Bringing that understanding of culture into one’s risk management strategy is essential to accurately track risks and to guard against the development of a toxic culture: “I always advise internal audit to start looking at culture in every audit that they do, because culture will often be the root cause of problems that they find,” he said.
However, “I think it's a mistake a lot of times for oversight functions, whether it's audit risk or compliance, to try and take on the whole organization, the whole enterprise, right out of the gate,” Chambers said.
In a 2023 study, AuditBoard identified internal audit as a critical part of cultural oversight, but “our 2025 findings show that internal audit alone cannot shoulder assurance on culture risk,” its 2025 Organizational Culture and Ethics Report found.
“Culture risk is now tied to some of the most dynamic and sensitive risk areas organizations face, like AI ethics, ESG authenticity, hybrid work norms, and shifting political expectations around DEI,” the report reads, noting if business leaders don’t align on a clear strategy for managing such risks, they can fall “out of step with regulators, employees, and stakeholders, not to mention opportunities for performance gains that are lost.”
There’s a “clear, bright line” between healthy culture and long-term business performance, Chambers told CFO Dive in a 2023 interview regarding the previous study.
“You can have a great business strategy,” he said Wednesday. “We can have a vision, a destination, where we want to take this company. But I think culture is often the wind, and it can take you far off course, if it's not closely monitored and adjusted when it’s getting toxic.”
Putting the CFO at the cultural helm
As businesses look to juggle an ever-increasing set of risks, many are asking their CFOs to chart a clear path through both macroeconomic and internal challenges, including cultural risk. For the CFO to do so, however, they need to be able to see the whole picture, which can be tricky when disparate parts of the business tackle risk in siloes, with their own technology solutions.
If compliance, risk management and internal audit are all examining risks themselves, and “if their technologies don't talk to each other, there's no sort of single source of truth,” Chambers said. The finance chief can play a critical role when it comes to bridging these gaps, he said.

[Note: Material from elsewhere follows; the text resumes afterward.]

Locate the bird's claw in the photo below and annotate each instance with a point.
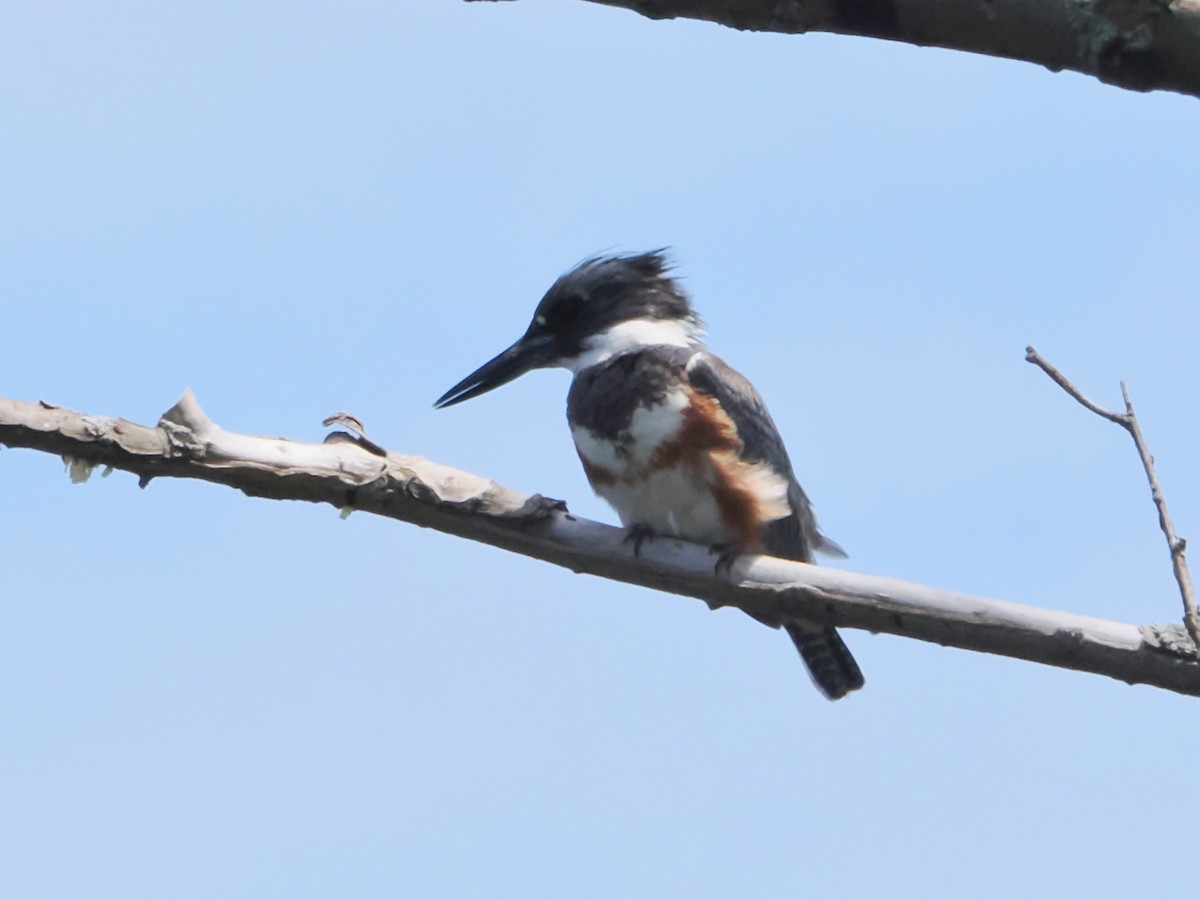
(725, 556)
(637, 535)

“That's where I think CFOs need to keep their eye on the ball and make sure that these key players, many of whom are direct reports to the CFO, have the technologies and the resources they need,” he said. Finance chiefs should also be “setting the expectation” for greater collaboration and communication between these previously siloed teams and systems, he said.
However, Chambers would advise CFOs against attempting to manage that technology themselves, but rather to “enable the key players in the…so-called silos, if you will, to identify and acquire the kind of cross functional technology solutions that they need,” he said.